"Finishing Learning HDFs" Hadoop Distributed File system a distributed filesystem

Source: Internet
Author: User
Tags cassandra posix mapr isilon

The Hadoop Distributed File System (HDFS) is designed to be suitable for distributed file systems running on common hardware (commodity hardware). It has a lot in common with existing Distributed file systems. But at the same time, the difference between it and other distributed file systems is obvious. HDFs is a highly fault-tolerant system that is suitable for deployment on inexpensive machines. HDFS provides high-throughput data access and is ideal for applications on large-scale datasets. HDFs relaxes a subset of POSIX constraints to achieve the purpose of streaming data from the file system. HDFs was first developed as the infrastructure for the Apache Nutch search engine project. HDFs is part of the Apache Hadoop core project. HDFs is characterized by high fault tolerance (fault-tolerant) and is designed to be deployed on low-cost (low-cost) hardware. And it provides high throughput (hi throughput) to access application data for applications with very large datasets (large data set). HDFs relaxes (relax) POSIX requirements (requirements) so that data in the form of a stream can be accessed (streaming access) in the file system.
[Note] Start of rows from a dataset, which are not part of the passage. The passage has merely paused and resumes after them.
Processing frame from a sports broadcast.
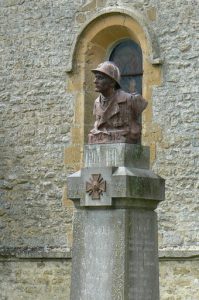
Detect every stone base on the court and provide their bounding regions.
[71,208,159,300]
[88,130,139,144]
[68,143,164,300]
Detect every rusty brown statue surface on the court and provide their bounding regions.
[88,61,147,144]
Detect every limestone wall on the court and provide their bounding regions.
[0,0,199,300]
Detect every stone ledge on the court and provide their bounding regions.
[0,247,199,261]
[159,249,199,260]
[0,246,72,259]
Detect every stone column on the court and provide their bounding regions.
[68,144,164,300]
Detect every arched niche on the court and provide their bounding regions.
[67,10,161,170]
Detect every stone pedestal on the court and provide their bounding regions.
[68,144,164,300]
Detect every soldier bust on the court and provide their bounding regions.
[88,61,147,144]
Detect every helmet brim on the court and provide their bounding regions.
[91,68,121,89]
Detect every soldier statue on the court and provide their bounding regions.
[88,61,147,144]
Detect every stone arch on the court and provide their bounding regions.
[65,8,161,169]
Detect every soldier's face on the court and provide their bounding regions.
[94,73,114,94]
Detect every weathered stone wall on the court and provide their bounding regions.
[0,259,71,300]
[0,0,199,300]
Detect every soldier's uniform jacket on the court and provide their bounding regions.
[93,89,147,140]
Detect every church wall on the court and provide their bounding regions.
[0,0,199,300]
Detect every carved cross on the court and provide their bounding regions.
[86,174,106,200]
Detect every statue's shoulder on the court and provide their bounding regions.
[116,90,132,103]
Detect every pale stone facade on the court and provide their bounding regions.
[0,0,199,300]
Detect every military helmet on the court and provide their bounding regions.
[91,61,120,88]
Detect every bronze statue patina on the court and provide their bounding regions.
[88,61,147,144]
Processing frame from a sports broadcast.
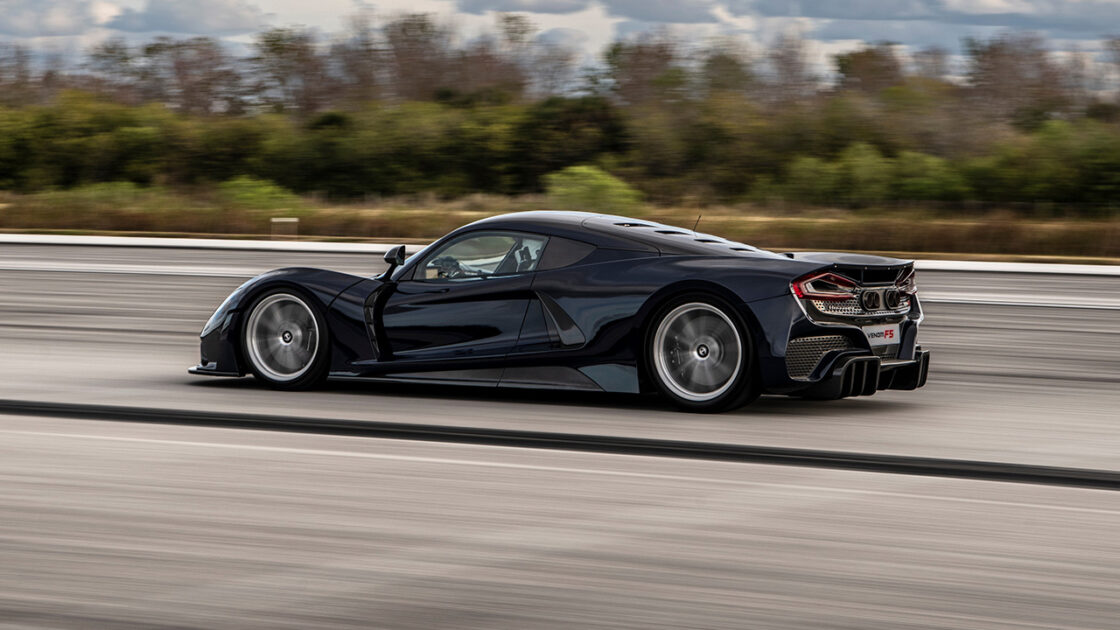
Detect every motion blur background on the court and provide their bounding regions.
[0,0,1120,630]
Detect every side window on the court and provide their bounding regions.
[536,237,595,271]
[421,232,548,280]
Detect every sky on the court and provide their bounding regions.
[0,0,1120,67]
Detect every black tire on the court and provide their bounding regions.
[643,294,762,413]
[241,287,330,390]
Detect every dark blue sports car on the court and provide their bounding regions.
[190,212,930,411]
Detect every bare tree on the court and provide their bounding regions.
[766,34,816,103]
[251,28,333,114]
[329,12,389,102]
[833,41,903,94]
[699,39,754,93]
[605,33,685,104]
[913,46,949,81]
[383,13,455,101]
[964,33,1070,124]
[0,44,37,106]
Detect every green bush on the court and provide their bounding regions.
[218,176,307,214]
[785,156,839,204]
[544,166,642,213]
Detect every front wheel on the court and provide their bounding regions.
[646,296,759,413]
[242,289,329,389]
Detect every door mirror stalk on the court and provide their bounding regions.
[382,245,405,279]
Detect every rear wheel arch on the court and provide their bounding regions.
[634,281,760,411]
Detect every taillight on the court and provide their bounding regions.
[790,271,856,300]
[898,269,917,295]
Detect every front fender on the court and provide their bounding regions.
[196,267,363,376]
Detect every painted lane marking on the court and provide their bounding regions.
[0,429,1120,515]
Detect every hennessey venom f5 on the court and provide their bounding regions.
[190,212,930,411]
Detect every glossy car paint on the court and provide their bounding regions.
[194,212,921,393]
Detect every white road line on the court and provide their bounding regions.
[0,260,1120,311]
[918,291,1120,311]
[0,260,260,278]
[0,234,398,254]
[914,260,1120,276]
[0,234,1120,276]
[8,428,1120,515]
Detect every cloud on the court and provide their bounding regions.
[0,0,97,37]
[727,0,1120,39]
[536,27,588,48]
[728,0,944,20]
[809,20,999,50]
[106,0,264,35]
[603,0,717,24]
[456,0,591,15]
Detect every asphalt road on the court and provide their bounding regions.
[0,245,1120,470]
[0,245,1120,630]
[0,416,1120,630]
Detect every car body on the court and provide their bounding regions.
[190,211,930,411]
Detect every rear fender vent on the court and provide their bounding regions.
[785,335,853,380]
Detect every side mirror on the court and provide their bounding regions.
[385,245,404,277]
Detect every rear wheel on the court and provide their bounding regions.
[646,295,758,411]
[242,289,329,389]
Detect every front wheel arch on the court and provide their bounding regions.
[234,281,333,390]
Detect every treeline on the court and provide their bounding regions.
[0,15,1120,211]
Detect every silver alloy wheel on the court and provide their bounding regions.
[245,293,319,382]
[652,302,743,402]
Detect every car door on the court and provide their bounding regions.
[382,232,548,362]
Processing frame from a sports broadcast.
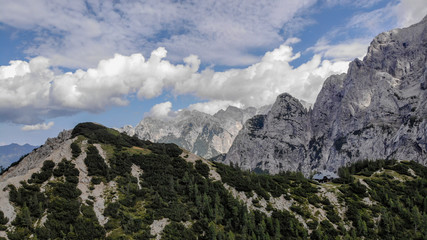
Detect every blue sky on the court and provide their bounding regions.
[0,0,427,145]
Hadoop Distributed File system, referred to as hdfs[1], is a distributed filesystem. HDFs is characterized by high fault tolerance (fault-tolerant) and is designed to be deployed on low-cost (low-cost) hardware. And it provides high throughput (hi throughput) to access application data for applications with very large datasets (large data set). HDFs relaxes (relax) POSIX requirements (requirements) so that data in the form of a stream can be accessed (streaming access) in the file system. HDFs was initially created for the Nutch infrastructure of the open source Apache project, and HDFs was part of the Hadoop project, and Hadoop was part of Lucene.

Hardware failure

Hardware failures are normal, not exceptions. The entire HDFS system will consist of hundreds of or thousands of servers that store a fragment of the file data. In fact, it has a very large component, each component is likely to fail, which means that some parts of HDFs is always invalid, therefore, fault detection and automatic fast recovery is a very central design goal in HDFs.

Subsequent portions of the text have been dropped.